LedgerX, a bitcoin derivatives exchange, has announced plans to join the physically-delivered crypto futures market, currently the hottest crypto market in the world. The New York-based company now joins the list of similar products, such as Bakkt, ErisX, Seed CX, and CoinFLEX, which are waiting to receive regulatory approval.
— LedgerX (@ledgerx) 16 апреля 2019 г.
Last week, the company released a statement to inform the public about its new platform – Omni, designed to offer its customers in United States and Singapore a way to trade bitcoin (options, spot, and futures), including custody over assets. As said in the statement, there is no timing guidance as to when the license may be issued.
The company plans to charge no fees for any trades. The proposed model is based on the notion that market makers pay all the exchange fees. As a result, the quoted price will be the final price investors pay for an asset. All settlements are physical, hence users can both deposit and withdraw Bitcoin to the account, in addition to USD.

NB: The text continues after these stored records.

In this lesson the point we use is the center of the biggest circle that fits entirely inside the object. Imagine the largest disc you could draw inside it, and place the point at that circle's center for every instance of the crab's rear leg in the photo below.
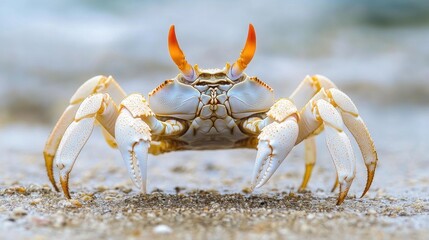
(302, 94)
(98, 107)
(98, 84)
(278, 134)
(135, 126)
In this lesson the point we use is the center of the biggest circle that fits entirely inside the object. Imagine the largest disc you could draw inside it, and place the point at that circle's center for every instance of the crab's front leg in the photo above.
(278, 134)
(135, 125)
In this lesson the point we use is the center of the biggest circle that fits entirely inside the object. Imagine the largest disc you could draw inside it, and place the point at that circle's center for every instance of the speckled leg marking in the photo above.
(98, 107)
(134, 127)
(98, 84)
(309, 88)
(278, 137)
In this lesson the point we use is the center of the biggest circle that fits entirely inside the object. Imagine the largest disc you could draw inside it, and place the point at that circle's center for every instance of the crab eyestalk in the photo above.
(246, 55)
(178, 56)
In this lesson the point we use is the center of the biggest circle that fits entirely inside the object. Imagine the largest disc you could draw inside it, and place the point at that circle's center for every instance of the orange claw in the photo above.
(178, 56)
(246, 54)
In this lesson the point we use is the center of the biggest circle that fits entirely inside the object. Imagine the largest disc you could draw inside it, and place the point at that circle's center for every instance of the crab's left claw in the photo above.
(133, 137)
(275, 141)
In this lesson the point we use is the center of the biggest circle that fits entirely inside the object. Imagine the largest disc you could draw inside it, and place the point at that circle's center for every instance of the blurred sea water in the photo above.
(377, 51)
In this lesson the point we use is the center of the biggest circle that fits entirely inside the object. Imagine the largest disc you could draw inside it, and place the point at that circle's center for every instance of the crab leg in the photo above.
(276, 140)
(360, 132)
(338, 144)
(310, 160)
(302, 94)
(98, 84)
(134, 127)
(98, 107)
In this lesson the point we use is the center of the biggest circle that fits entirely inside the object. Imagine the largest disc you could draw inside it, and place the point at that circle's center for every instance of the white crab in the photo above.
(212, 109)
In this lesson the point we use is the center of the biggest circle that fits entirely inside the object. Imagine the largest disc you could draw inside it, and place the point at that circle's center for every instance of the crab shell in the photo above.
(212, 105)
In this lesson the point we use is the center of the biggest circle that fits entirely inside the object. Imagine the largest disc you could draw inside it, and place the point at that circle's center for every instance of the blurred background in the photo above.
(376, 51)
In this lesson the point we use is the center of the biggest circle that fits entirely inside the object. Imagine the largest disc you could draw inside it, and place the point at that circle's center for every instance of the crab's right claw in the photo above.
(275, 143)
(133, 138)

“We are banked in the US and the application process is as streamlined as we can make it. Everything is “physically” settled, not cash settled which means you can both deposit and withdraw Bitcoin to the account, in addition to your USD,” says the company in a statement.

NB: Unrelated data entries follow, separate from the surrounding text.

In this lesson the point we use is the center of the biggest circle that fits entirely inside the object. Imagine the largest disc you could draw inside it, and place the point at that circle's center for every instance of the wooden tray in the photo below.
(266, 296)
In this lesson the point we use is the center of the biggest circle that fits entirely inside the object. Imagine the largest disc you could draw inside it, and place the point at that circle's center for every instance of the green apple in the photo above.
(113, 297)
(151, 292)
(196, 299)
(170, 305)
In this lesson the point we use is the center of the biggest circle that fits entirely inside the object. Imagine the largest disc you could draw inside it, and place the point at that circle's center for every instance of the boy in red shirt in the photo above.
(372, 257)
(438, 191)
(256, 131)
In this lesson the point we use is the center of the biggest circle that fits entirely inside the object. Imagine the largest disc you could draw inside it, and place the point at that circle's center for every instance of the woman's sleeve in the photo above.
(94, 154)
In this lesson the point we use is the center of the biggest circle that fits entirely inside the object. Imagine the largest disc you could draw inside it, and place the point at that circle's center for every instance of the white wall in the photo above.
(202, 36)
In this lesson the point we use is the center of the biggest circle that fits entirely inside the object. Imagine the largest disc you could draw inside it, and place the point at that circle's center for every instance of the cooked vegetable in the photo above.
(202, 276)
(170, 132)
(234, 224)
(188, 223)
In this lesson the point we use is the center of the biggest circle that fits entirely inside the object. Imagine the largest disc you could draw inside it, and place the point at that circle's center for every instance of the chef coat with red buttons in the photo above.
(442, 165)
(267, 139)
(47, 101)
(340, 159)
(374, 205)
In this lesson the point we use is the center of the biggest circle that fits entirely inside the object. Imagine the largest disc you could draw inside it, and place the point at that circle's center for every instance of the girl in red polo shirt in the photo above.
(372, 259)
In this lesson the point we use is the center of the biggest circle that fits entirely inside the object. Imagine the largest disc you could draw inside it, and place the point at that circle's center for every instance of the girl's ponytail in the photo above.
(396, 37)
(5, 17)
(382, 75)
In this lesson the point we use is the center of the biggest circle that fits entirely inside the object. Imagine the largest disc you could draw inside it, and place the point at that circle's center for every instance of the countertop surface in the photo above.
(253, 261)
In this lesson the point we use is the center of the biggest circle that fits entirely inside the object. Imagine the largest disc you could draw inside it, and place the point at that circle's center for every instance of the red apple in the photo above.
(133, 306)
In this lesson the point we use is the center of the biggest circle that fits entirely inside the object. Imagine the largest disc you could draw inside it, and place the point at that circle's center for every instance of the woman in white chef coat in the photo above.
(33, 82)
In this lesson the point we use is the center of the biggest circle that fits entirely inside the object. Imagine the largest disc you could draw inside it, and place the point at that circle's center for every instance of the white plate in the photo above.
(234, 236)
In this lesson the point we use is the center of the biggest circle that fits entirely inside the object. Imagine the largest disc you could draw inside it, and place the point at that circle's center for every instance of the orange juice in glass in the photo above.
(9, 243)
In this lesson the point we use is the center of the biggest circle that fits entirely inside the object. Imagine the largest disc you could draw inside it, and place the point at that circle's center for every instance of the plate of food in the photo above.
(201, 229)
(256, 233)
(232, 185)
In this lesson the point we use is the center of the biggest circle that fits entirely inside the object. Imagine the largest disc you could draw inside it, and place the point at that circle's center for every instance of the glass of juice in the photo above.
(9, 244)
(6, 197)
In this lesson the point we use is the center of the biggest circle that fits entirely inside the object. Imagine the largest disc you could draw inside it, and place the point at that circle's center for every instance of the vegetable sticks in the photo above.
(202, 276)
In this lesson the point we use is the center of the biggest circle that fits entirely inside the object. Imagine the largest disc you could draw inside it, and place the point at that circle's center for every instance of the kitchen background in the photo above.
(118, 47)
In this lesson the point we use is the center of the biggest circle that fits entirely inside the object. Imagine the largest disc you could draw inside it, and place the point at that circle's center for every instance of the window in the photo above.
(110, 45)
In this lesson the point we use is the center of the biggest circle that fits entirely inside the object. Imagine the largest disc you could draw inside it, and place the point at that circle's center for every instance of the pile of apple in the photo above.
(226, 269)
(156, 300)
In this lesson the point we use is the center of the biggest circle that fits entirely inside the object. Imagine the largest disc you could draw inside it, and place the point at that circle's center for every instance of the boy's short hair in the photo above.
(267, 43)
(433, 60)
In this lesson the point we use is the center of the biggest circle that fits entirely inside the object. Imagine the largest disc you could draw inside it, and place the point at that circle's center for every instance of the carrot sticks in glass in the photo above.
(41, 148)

As seen in a tweet, LedgerX applied for a license with the U.S. Commodity Futures Trading Commission (CFTC) in November 2018. Currently, the company has two licences from the Commission – for operating an exchange and a clearinghouse. These two licenses are obtained for work with institutional investors, while the application from November is designed for the retail customers.
“We’re custodying [bitcoin] in the same way that we currently do, we’ve obviously been live and operational for more than a year and a half, and we have a license from the CFTC, the DCO license, that allows us to custody bitcoin,” says Juthica Chou, founder and Chief Operating Officer at LedgerX.
This week, Newconomy reported about the issues which face ICE’s Bakkt, as the launch is delayed due to fears within the CFTC about Bakkt’s plans to store clients’ funds in the context of security.